Abstract:
Receptor tyrosine kinases (RTKs) are transmembrane receptors activated by a wide diversity of growth factors, cytokines or hormones. They ensure multiple roles in cellular processes, including proliferation, differentiation and survival. They are also crucial drivers of development and progression of multiple cancer types, and represent important drug targets. Generally, ligand binding induces dimerization of RTK monomers, which induces auto-/transphosphorylation of tyrosine residues on the intracellular tails leading to the recruitment of adaptor proteins and modifying enzymes to promote and modulate various downstream signaling pathways. This chapter details easy, rapid, sensitive and versatile methods based on split Nanoluciferase complementation technology (NanoBiT) to monitor activation and modulation of two models of RTKs (EGFR and AXL) through the measurement of their dimerization and the recruitment of the adaptor protein Grb2 (SH2 domain-containing growth factor receptor-bound protein 2) and the receptor-modifying enzyme, the ubiquitin ligase Cbl.
摘要:
受体酪氨酸激酶(RTKs)是由多种生长因子激活的跨膜受体,细胞因子或激素。

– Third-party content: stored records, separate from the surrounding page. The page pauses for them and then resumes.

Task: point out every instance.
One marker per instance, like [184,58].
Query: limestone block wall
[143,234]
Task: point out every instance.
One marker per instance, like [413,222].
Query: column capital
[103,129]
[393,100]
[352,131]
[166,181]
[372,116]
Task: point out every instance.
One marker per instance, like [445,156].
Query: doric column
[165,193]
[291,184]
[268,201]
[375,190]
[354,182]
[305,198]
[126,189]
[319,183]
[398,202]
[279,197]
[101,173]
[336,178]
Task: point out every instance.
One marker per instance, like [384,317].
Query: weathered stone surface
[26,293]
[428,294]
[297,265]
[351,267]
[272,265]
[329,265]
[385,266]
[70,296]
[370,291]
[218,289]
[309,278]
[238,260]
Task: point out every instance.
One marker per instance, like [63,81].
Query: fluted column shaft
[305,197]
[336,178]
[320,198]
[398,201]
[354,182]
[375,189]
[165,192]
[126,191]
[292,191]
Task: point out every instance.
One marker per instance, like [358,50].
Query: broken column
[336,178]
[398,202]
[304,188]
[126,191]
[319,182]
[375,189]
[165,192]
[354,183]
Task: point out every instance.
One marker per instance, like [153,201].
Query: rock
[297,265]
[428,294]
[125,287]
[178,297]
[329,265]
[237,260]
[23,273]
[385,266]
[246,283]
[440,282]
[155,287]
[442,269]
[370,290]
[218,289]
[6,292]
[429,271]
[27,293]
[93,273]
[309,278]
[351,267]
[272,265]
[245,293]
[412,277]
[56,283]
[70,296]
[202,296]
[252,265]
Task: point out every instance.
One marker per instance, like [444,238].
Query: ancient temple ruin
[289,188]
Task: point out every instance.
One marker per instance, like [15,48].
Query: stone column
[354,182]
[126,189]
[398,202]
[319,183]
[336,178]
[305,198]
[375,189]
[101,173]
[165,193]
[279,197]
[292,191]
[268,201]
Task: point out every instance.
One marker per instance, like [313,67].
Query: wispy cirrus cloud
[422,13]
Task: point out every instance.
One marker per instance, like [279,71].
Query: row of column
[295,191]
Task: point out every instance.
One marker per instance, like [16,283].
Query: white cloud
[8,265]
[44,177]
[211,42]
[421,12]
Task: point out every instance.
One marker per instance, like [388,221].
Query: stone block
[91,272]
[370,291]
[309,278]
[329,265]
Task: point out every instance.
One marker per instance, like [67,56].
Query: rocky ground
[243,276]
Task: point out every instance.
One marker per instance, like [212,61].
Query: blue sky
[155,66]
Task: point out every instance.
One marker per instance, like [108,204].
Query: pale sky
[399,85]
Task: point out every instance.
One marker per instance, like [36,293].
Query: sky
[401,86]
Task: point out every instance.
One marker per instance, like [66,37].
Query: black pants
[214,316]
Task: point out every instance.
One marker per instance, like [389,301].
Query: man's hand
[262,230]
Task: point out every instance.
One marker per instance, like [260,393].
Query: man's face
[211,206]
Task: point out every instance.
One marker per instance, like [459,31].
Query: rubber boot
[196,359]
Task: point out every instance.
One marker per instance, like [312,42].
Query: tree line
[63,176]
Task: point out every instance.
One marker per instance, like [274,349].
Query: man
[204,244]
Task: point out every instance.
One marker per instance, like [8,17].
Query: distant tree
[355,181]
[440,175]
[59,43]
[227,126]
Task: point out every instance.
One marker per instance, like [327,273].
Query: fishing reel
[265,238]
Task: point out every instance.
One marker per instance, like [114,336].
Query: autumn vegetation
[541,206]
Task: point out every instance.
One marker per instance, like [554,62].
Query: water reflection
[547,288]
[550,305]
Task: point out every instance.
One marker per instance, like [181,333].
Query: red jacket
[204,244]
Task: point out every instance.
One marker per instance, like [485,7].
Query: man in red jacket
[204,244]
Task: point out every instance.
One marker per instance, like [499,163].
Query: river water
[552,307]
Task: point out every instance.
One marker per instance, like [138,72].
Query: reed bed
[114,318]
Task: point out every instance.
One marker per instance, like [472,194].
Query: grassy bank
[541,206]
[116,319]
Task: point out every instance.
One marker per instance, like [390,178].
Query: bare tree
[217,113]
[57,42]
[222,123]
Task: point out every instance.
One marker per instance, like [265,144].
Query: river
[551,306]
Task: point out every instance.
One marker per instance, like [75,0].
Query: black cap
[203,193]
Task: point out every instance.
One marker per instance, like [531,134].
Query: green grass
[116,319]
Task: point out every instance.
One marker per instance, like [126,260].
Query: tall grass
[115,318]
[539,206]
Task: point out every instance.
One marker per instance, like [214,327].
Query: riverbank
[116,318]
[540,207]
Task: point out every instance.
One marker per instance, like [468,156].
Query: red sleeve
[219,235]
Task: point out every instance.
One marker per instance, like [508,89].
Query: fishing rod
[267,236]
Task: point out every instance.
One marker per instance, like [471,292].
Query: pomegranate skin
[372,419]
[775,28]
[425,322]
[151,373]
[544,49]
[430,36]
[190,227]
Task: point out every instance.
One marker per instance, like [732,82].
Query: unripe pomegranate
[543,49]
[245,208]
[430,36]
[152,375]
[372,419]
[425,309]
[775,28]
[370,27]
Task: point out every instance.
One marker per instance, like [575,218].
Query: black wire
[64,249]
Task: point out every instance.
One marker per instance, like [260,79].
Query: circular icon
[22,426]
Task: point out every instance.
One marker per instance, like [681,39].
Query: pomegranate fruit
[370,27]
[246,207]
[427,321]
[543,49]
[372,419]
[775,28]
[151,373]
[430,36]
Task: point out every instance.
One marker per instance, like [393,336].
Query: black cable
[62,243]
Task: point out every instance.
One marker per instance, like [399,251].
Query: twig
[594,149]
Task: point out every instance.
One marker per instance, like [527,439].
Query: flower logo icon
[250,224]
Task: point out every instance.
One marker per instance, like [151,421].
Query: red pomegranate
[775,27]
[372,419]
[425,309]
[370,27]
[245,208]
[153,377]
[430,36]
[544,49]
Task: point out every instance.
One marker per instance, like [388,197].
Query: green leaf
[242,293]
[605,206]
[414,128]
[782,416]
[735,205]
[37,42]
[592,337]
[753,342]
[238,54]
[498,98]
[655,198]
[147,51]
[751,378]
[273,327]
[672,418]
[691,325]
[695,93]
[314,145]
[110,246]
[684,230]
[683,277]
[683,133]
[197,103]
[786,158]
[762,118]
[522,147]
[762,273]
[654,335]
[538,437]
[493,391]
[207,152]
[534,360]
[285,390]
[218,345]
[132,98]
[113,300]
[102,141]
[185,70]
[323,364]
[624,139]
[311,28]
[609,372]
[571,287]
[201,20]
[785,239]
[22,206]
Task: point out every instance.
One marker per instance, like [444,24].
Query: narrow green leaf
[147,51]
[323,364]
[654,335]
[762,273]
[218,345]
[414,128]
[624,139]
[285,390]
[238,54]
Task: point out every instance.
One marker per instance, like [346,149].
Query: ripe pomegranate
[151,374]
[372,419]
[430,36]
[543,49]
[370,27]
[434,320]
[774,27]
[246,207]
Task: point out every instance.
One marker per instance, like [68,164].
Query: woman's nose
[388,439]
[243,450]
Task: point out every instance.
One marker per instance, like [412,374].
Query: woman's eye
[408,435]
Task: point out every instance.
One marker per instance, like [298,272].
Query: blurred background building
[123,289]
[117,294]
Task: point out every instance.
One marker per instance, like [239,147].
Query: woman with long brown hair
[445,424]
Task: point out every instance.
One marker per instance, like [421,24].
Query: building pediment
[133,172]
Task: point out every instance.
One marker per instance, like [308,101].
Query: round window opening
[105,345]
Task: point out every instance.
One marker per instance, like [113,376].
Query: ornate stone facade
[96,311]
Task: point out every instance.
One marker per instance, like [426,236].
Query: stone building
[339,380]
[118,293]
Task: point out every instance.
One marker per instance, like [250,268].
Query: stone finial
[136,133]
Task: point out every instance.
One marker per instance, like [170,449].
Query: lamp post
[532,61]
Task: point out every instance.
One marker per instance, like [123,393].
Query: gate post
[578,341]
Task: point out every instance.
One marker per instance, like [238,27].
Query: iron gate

它们确保细胞过程中的多个角色,包括扩散,分化和生存。它们也是多种癌症类型发展和进展的关键驱动因素,并代表重要的药物靶标。一般来说,配体结合诱导RTK单体的二聚化,它诱导细胞内尾巴上酪氨酸残基的自动/转磷酸化,导致衔接蛋白和修饰酶的募集,以促进和调节各种下游信号通路。本章详细介绍了简单,快速,基于分裂纳米亮氨酸酶互补技术(NanoBiT)的灵敏且通用的方法,通过测量其二聚化和衔接蛋白Grb2(含SH2结构域的生长因子受体结合蛋白2)和受体修饰酶的募集来监测两种RTK(EGFR和AXL)模型的激活和调节,泛素连接酶Cbl.